Slated to open next summer, the new addition will be located next to Saint Arnold's brewery on Lyons Street. As seen in the renderings above, the space, which is designed by local architects Natalye Appel + Associates and landscape architects Office of James Burnett, will feature a view of the downtown Houston skyline and murals depicting local scenes.
"Since opening Saint Arnold Brewing Company in 1994, I have long had a dream of creating a beer garden that would be a destination for the community to gather — a place Houstonians are proud of and want to bring visitors to," said Saint Arnold founder Brock Wagner in a statement. "After 23 years, much brewing, getting laws changed, and moving to our downtown location, this dream is finally becoming a reality."
Saint Arnold super fans who want exclusive access to the beer garden are invited to apply for membership in the Saint Arnold Society. For a $1,000 fee, society members will receive a hard hat tour of the construction site, an invite to the opening party, a pewter mug engraved with the member's name on it that will be stored at the beer garden (worth $150), and, most importantly, one free beer per day for life. At $5 per pint, really dedicated craft beer drinkers could conceivably "earn back" their payment fairly quickly.

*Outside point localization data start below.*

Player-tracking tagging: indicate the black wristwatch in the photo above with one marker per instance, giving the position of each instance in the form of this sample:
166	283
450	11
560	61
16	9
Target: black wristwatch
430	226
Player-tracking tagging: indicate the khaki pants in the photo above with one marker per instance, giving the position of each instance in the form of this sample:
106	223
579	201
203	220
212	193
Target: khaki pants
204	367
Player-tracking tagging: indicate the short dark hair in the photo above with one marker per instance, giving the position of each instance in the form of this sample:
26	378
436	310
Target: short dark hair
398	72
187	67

Back in 2015, Wagner said in an interview with CultureMap that he saw the beer garden as an extension of his original mission statement to make Saint Arnold "an institution that Houston and the region is proud of."

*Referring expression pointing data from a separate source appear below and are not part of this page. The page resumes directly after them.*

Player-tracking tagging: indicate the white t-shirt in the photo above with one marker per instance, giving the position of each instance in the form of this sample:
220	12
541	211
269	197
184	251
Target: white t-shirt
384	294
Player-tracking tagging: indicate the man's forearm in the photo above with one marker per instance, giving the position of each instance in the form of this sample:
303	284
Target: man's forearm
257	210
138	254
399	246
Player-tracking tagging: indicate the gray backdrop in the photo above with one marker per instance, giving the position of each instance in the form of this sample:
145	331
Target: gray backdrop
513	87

"I want to create a tourist destination for Houston, and certainly there’s a business aspects of it," Wagner said at the time. "But it’s also to create that environment where people want to come to Houston, where there’s something really positive they remember and associate the city with. I don’t mean to infer there’s nothing else positive, but it’s an additive element to make Houston a better place."
A lofty goal to be certain, but one that Houston's oldest craft brewery is surely capable of achieving.